I’ve set up a swarm containing both the machines. These machines have ports tcp/2377, udp/4789, udp/7946, and tcp/7946 open. I’ve done no firewall configuration to do this a Ubuntu Server ships with its firewall service disabled. I’ve tested this with with these commands nc -zv HOST PORT and nc -zvu HOST PORT for tcp and udp respectively. All return success, apart from the tcp/2377 query from the manager node to the worker node, presumably this is fine as this port seems to be the manager specific port.

If I run a couple services in a stack on the same node, the services can communicate without issue. However, when the services are split across nodes, they are no longer able to connect with each other.

They are able to ping each other from within each container using the name of the other service.

However, they are not able to curl service_name any running web server, for example, running on the containers on separate machines.

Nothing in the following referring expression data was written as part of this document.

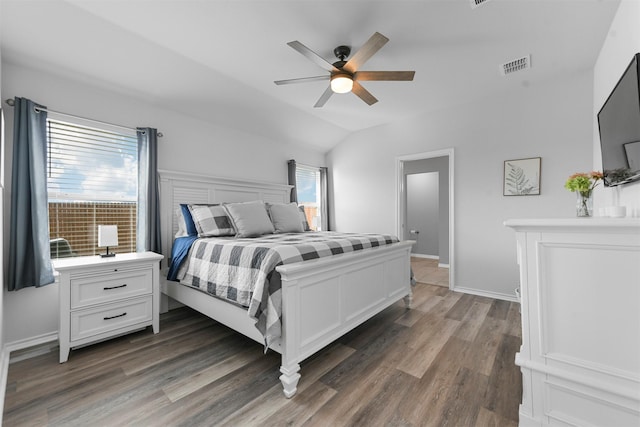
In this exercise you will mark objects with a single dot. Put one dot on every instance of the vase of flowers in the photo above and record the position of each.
(583, 184)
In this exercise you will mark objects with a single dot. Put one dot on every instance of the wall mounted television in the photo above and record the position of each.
(619, 126)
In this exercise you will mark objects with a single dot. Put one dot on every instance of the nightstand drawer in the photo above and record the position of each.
(110, 317)
(97, 289)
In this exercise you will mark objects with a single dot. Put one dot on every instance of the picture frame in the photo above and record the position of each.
(522, 177)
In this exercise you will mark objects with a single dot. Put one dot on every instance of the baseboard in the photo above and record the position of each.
(425, 256)
(33, 346)
(494, 295)
(4, 365)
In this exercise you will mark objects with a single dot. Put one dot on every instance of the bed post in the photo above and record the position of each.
(408, 299)
(290, 336)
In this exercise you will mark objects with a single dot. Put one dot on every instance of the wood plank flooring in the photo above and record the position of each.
(446, 362)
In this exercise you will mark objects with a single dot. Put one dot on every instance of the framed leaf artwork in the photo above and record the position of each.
(522, 177)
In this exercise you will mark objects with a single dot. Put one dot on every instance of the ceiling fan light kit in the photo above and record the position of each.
(341, 83)
(344, 75)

I’ve tried to google this problem and tried turning off packet checksums by running sudo ethtool -K docker_gwbridge tx off; sudo ethtool -K docker0 tx off on both machines, and then restarting the machines after, with no success.

I’m looking for any other causes of this problem or maybe how I’ve misused commands above. I’ve ran a swarm across these nodes before using Ubuntu Desktop without this issue, and has come up switching to ubuntu server.

Thanks.

P.S. Happy to provide any additional info that’s relevant.